Advent Study: Birth of the Messiah (Introduction)


For the season of Advent leading into Christmas, I am doing a short 4 week Bible study looking at the birth of Jesus in the New Testament. This study will start in the obvious places (the birth stories in the Gospels of Matthew and Luke) but go a bit deeper in looking at the big picture we get from the whole New Testament.

Here’s the plan for the next 4 weeks:

  • Week 1: Introduction & Matthew’s Story
  • Week 2: Luke’s Story
  • Week 3: One Messiah, Two Birth Stories
  • Week 4: John, Mark and Paul

While there are 4 weeks to the study happening at the church,  I’m going to break these weeks into several smaller blog posts.

Introductory Question: How important is Christmas and the Christmas story to your faith? Are the birth stories a central part of how you understand Jesus and the Gospel, or something you only think of around Christmas?

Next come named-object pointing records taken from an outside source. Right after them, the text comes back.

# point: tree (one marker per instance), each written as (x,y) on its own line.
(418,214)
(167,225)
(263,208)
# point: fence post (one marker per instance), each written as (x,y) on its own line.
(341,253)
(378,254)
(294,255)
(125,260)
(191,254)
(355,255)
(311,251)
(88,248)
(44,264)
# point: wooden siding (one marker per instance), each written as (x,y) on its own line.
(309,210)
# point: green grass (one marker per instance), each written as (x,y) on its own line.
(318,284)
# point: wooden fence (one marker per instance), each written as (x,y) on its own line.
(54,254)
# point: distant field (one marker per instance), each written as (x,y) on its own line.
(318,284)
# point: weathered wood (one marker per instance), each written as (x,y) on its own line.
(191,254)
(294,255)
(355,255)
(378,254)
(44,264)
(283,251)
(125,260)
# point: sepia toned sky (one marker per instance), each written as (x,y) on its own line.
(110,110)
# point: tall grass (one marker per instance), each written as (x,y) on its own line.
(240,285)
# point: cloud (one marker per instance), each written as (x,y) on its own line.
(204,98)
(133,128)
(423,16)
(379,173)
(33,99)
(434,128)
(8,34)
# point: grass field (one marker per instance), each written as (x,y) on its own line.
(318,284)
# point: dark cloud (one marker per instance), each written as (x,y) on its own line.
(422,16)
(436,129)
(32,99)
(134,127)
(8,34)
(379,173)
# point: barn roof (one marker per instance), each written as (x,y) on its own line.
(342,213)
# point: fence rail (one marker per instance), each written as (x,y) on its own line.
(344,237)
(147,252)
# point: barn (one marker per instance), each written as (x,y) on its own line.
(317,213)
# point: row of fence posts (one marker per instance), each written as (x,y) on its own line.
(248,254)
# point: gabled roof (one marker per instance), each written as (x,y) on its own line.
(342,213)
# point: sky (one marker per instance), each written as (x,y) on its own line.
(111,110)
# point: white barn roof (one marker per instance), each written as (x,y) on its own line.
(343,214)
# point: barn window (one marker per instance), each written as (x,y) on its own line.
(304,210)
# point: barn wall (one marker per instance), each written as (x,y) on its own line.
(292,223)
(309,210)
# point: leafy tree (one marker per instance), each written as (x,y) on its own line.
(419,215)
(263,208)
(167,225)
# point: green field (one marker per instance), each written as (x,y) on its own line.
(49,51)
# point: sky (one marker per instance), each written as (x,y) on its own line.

I ask this question for a couple of reasons. The first reason is fairly straightforward: The key story in all four of the Gospels is the Cross and Resurrection , while only 2 of the 4 Gospels include the birth story. The same goes for the rest of the New Testament. While the Incarnation (the Son of God being born as an ordinary human being) is necessary for the rest of the story of Jesus to make sense, the focus of the rest of the New Testament is Jesus’ teaching, his death, resurrection and coming again. The birth stories only make up a small part of the New Testament.

On the other hand the secular celebration of Christmas  is by far the biggest holiday of the year in North America. Even for dedicated Christians, it can be hard to separate the story of Jesus birth and it’s spiritual meaning from the bright lights of the ‘Holiday Season.’ I know that even as a minister, I find it a challenge to get into the Christmas story with the same depth I do with the story of Easter.

Yet for all this, the small place the birth stories fill in the New Testament and the huge space that secular Christmas fills in our culture, the details of Jesus’ birth are extremely important to our faith. The whole story of Jesus only makes sense when we start with his birth as God born among us as a fragile human child.

The most profound illustration of this comes from one of my favourite passages in the letters of Paul – Philippians 2:5-11. This text is both a hymn of praise and a statement of faith which Paul either composed for his churches, or received from one of the Apostles before him.

Let the same mind be in you that was in Christ Jesus, 6 who, though he was in the form of God, did not regard equality with God as something to be exploited, 7 but emptied himself, taking the form of a slave, being born in human likeness. And being found in human form, 8 he humbled himself and became obedient to the point of death— even death on a cross.

9 Therefore God also highly exalted him and gave him the name that is above every name, 10 so that at the name of Jesus every knee should bend, in heaven and on earth and under the earth, 11 and every tongue should confess that Jesus Christ is Lord, to the glory of God the Father.

Taking a cue from the Paul, both of the central faith statements of the early church (The Apostles’ Creed and the Nicene Creed) take Jesus’ birth as an essential part of our faith. Every time we celebrate the Lord’s Supper at St. Andrew’s we confess that Jesus was “conceived by the Holy Spirit and born of the Virgin Mary.”

So what I want to explore is what we learn about Jesus and the big message of the Gospel when we look at the stories of his birth, and the other parts of the New Testament that speak of him as the Son of God born as a human being. Or put another way, what does it mean for us to sing, “Christ is born in Bethlehem!”